Less than 10% of the population in the Philippines have any form of insurance. Many eye it with suspicion and prefer to take their chances while others can barely afford to feed their families, so monthly premiums are out of the question.
The insurance penetration rate is only 3%, half the global average, while nearly one in five live below the national poverty line. If the main breadwinner becomes incapacitated or a natural disaster strikes – as they do too often – the implications of being uninsured can be catastrophic.
Fortunately, the situation is gradually improving thanks to a voluntary scheme, initiated by Lockton Philippines Insurance & Reinsurance Brokers, called micro insurance that allows the poorest citizen to pay a very low premium – from around US$2.50 a year – to cover their basic needs, provided they are members of the Home Development Fund more commonly known as Pag-IBIG Fund, a government agency whose membership basically constitutes the entire workforce of the country.
According to Lockton Philippines CEO Vic Valledor, the scheme has been a lifesaver for those most in need. “It’s been a very effective strategy to help those on low incomes guard against disaster,” he tells The CEO Magazine.

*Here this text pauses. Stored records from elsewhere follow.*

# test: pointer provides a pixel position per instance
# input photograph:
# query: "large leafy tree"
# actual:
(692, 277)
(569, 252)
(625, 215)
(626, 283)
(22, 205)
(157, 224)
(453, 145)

“Premiums are affordable and only essentials are covered such as hospital treatment, fire damage or ambulance costs.” The results have been extraordinary, bringing hope and security to millions trapped in a cycle of despair, something that Vic says has been critical to the country’s economy.
Lockton, the world’s largest privately held, independent insurance broker, serves more than 60,000 clients in over 125 countries, with its global headquarters in Kansas City in the US where it was founded in 1966.

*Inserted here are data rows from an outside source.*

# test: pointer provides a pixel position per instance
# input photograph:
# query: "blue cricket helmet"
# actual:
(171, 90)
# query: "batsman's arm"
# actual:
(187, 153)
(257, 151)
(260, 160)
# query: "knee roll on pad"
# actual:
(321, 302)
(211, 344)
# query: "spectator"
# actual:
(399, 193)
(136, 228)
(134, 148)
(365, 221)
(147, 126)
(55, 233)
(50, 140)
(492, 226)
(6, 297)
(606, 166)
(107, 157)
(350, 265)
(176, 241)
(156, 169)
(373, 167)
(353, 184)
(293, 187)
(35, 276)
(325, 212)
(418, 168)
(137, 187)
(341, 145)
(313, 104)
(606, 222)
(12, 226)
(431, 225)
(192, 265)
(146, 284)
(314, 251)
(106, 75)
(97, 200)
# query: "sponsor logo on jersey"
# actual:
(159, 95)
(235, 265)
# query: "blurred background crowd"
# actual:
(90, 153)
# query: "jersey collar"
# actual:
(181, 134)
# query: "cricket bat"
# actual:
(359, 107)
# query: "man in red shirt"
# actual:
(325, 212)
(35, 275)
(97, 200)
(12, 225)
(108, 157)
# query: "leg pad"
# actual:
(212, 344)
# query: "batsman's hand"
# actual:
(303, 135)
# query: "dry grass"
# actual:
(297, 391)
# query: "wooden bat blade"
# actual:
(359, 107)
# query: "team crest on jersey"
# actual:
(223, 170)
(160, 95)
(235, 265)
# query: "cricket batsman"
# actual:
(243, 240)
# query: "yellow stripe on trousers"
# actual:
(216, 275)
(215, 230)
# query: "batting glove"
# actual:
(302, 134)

Its commitment ‘to provide the most uncommon results and service in the most common business’ seems to be working as its clients have spent more than US$29 billion on premiums with a retention rate of 96%.

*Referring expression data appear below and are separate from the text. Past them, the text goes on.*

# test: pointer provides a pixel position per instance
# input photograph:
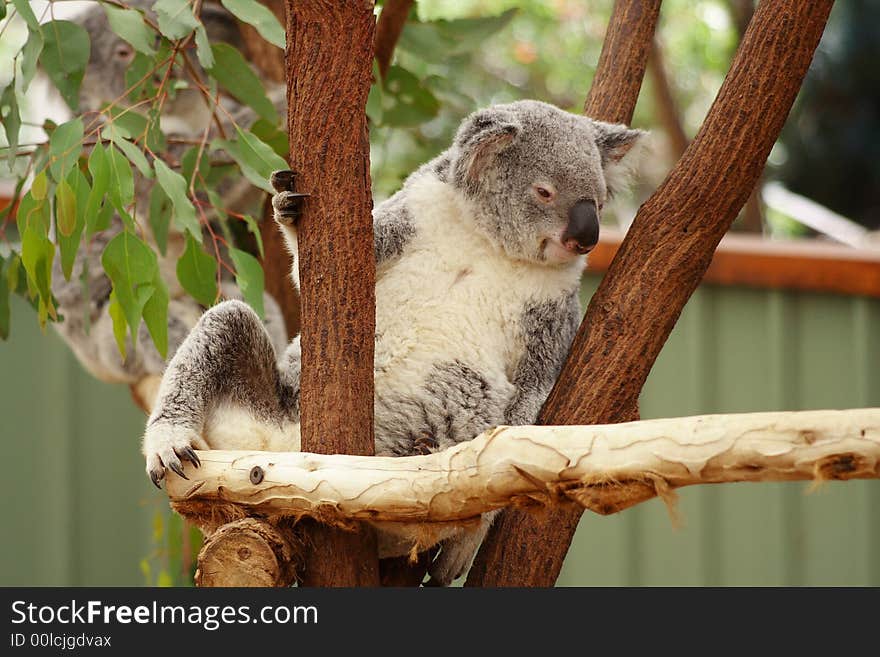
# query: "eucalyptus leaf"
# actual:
(262, 19)
(65, 146)
(197, 273)
(64, 58)
(174, 185)
(175, 18)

Vic has spent his entire career in the insurance business. He established Lockton after an eight-year spell running Citi’s brokerage operations in the Philippines. When Citi decided to give up its insurance arm to concentrate on banking, he entered a joint venture with the former directors of the insurance business, which became the local operation of Lockton.
We’re answerable only to our clients.
The CEO puts its phenomenal success ever since down to having the best people working for him and fostering an inclusive culture, something few major rivals can claim. Lockton has a fiercely loyal workforce, with the lowest attrition rate in the industry. “In fact, the few that do leave often ask if they can come back,” Viv smiles.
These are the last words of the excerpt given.